Они толкали друг друга, ссорились, ругались — то товарищи, то вдруг враги.

— Йестин, — сказал Райс. — Малыш Мо умер. Ты слышишь меня? Умер!

Они чуть не дрались; кто-то плакал, кто-то молился. Они снова шли приступом на Вестгейт — на этот раз с тыла, ставили пушку на Коммерческой улице, швыряли зажженные факелы в окна.

— Дельного плана не было, и дисциплины, вот что! Фросту и Зефании только бабами командовать, да и то у них ничего не вышло бы. И это руководители? Да они и в политике-то ничего не смыслят. Эх, попадись мне в руки Уильям Джонс Часовщик!

— Что это с тобой, Боксер? — спросил кто-то.

Большой Райс плакал в углу двора.

— Что это с ним? — спрашивали они, подталкивая меня локтем.

— У него сына убили, — сказал я им.

— Ну, слезами горю не поможешь, парень.

— Господи! — стонал Большой Райс, кусая пальцы.

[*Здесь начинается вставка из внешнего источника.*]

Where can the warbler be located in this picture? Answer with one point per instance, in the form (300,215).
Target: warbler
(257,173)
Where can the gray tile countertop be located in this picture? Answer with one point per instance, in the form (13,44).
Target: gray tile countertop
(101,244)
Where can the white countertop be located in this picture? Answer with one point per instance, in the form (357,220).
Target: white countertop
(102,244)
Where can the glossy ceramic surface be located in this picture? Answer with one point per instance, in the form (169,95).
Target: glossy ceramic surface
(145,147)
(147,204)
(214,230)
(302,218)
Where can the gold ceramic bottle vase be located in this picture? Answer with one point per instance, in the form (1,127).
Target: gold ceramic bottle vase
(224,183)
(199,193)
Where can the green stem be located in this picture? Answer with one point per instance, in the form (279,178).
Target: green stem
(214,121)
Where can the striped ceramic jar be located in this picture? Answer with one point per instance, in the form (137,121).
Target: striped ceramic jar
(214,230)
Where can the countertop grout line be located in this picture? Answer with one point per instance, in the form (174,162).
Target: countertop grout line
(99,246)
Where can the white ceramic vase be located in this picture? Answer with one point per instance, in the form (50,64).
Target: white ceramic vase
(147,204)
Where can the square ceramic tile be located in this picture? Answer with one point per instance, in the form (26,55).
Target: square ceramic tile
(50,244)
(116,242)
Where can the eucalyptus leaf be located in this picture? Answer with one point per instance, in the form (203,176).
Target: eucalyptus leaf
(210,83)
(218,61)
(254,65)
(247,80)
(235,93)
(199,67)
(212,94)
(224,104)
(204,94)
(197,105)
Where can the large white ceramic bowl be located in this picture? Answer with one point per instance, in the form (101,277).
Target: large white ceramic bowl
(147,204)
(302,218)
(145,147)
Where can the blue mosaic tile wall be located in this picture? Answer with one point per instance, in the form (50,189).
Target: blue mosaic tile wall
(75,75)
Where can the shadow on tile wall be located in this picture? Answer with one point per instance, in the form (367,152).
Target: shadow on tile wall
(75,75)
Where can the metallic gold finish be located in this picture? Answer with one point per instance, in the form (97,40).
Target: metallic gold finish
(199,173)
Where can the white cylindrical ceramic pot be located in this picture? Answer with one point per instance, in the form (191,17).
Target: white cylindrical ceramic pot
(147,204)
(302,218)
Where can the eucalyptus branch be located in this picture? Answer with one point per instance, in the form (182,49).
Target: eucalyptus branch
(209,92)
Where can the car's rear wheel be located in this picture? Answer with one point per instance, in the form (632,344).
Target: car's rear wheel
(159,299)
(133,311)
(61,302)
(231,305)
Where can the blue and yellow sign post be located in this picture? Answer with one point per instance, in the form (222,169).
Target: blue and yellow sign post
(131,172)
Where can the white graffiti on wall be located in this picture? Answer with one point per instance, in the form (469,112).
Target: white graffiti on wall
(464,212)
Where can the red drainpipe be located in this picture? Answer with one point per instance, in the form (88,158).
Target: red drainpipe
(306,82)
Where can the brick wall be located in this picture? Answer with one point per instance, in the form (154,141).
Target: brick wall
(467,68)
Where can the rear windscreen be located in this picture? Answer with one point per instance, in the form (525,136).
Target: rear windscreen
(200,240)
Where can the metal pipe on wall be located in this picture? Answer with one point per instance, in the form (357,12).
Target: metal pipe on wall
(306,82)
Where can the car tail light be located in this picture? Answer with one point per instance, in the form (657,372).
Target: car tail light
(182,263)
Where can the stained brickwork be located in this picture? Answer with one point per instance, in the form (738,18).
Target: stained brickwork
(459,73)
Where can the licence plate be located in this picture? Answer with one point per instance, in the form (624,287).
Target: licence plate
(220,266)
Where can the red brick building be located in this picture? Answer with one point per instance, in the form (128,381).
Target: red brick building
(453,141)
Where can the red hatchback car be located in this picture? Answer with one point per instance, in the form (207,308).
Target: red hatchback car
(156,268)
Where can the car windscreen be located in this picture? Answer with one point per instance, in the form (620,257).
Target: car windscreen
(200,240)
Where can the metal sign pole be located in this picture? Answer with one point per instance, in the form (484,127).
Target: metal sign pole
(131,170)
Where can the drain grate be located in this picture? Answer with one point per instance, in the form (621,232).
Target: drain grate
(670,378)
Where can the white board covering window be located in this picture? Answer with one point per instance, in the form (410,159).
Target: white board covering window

— Черт возьми, — крикнул кто-то, проходя мимо. — Что скажет моя старуха, когда меня вздернут? Она меня всего изукрасила, когда узнала, что я иду с Фростом.

— Слава Богу, я не заплатил долг в лавку. Если лорд Рассел сошлет меня в колонии, Крошей останется с носом!

— Бейли платит вдовам пенсию, так, что ли?

Они смеялись, они шутили, они бились об заклад, гадая, что с ними будет дальше, а некоторые плакали.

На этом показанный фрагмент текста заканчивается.